Users can apply Gymnasium wrappers easily with:

import gymnasium
import safety_gymnasium

def make_safe_env(env_id):
    safe_env = safety_gymnasium.make(env_id)
    env = safety_gymnasium.wrappers.SafetyGymnasium2Gymnasium(safe_env)
    env = gymnasium.wrappers.SomeWrapper1(env)
    env = gymnasium.wrappers.SomeWrapper2(env, argname1=arg1, argname2=arg2)
    ...
    env = gymnasium.wrappers.SomeWrapperN(env)
    safe_env = safety_gymnasium.wrappers.Gymnasium2SafetyGymnasium(env)
    return safe_env

or

import functools

import gymnasium
import safety_gymnasium

def make_safe_env(env_id):
    return safety_gymnasium.wrappers.with_gymnasium_wrappers(
        safety_gymnasium.make(env_id),
        gymnasium.wrappers.SomeWrapper1,
        functools.partial(gymnasium.wrappers.SomeWrapper2, argname1=arg1, argname2=arg2),
        ...,
        gymnasium.wrappers.SomeWrapperN,
    )

In addition, for all Safety-Gymnasium environments, we also provide corresponding Gymnasium environments with a suffix Gymnasium in the environment id.

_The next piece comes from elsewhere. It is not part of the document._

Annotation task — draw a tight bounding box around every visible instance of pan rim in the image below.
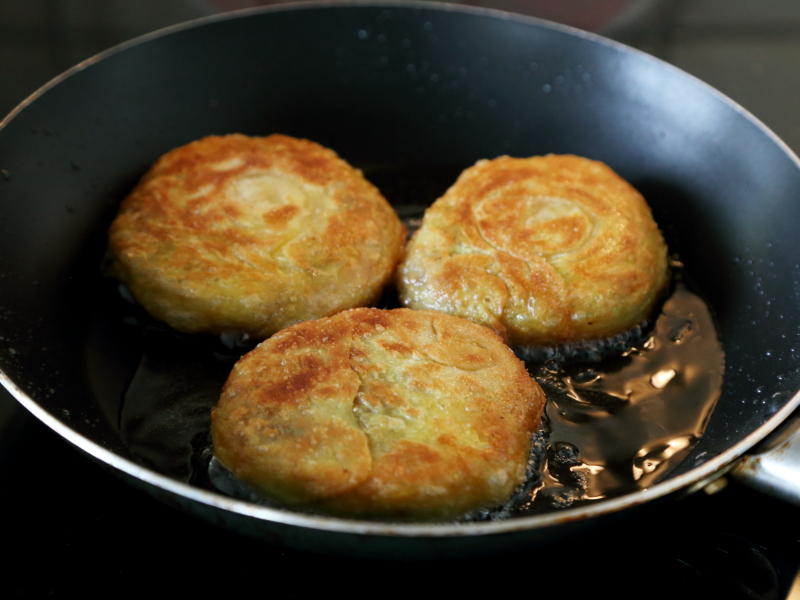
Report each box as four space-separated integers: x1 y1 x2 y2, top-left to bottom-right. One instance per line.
2 0 800 538
4 367 800 537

For example:

import gymnasium
import safety_gymnasium

safety_gymnasium.make('SafetyPointGoal1-v0')    # step returns (next_obervation, reward, cost, terminated, truncated, info)
gymnasium.make('SafetyPointGoal1Gymnasium-v0')  # step returns (next_obervation, reward, terminated, truncated, info)

Installation

Install from PyPI

pip install safety-gymnasium

Install from source

conda create -n <envname> python=3.8
conda activate <envname>

git clone https://github.com/PKU-Alignment/safety-gymnasium.git
cd safety-gymnasium
pip install -e .

Important Notes

If you failed to render on your server, you can try:

echo "export MUJOCO_GL=osmesa" >> ~/.bashrc
source ~/.bashrc
apt-get install libosmesa6-dev
apt-get install python3-opengl

Debug with your keyboard

For simple agents, we offer the capability to control the robot's movement via the keyboard, facilitating debugging. Simply append a Debug suffix to the task name, such as SafetyCarGoal2Debug-v0, and utilize the keys I, K, J, and L to guide the robot's movement.

For more intricate agents, you can also craft custom control logic based on specific peripherals. To achieve this, implement the debug method from the BaseAgent for the designated agent.

Customize your environments

We construct a highly expandable framework of code so that you can easily comprehend it and design your environments to facilitate your research with no more than 100 lines of code on average.

For details, please refer to our documentation. Here is a minimal example:

# import the objects you want to use
# or you can define specific objects by yourself, just make sure obeying our specification
from safety_gymnasium.assets.geoms import Apples
from safety_gymnasium.bases import BaseTask

# inherit the basetask
class MytaskLevel0(BaseTask):
    def __init__(self, config):
        super().__init__(config=config)
        # define some properties
        self.num_steps = 500
        self.agent.placements = [(-0.8, -0.8, 0.8, 0.8)]
        self.agent.keepout = 0
        self.lidar_conf.max_dist = 6
        # add objects into environments
        self.add_geoms(Apples(num=2, size=0.3))

    def calculate_reward(self):
        # implement your reward function
        # Note: cost calculation is based on objects, so it's automatic
        reward = 1
        return reward

    def specific_reset(self):
        # depending on your task

    def specific_step(self):
        # depending on your task

    def update_world(self):
        # depending on your task

    @property
    def goal_achieved(self):
        # depending on your task

License

Safety-Gymnasium is released under Apache License 2.0.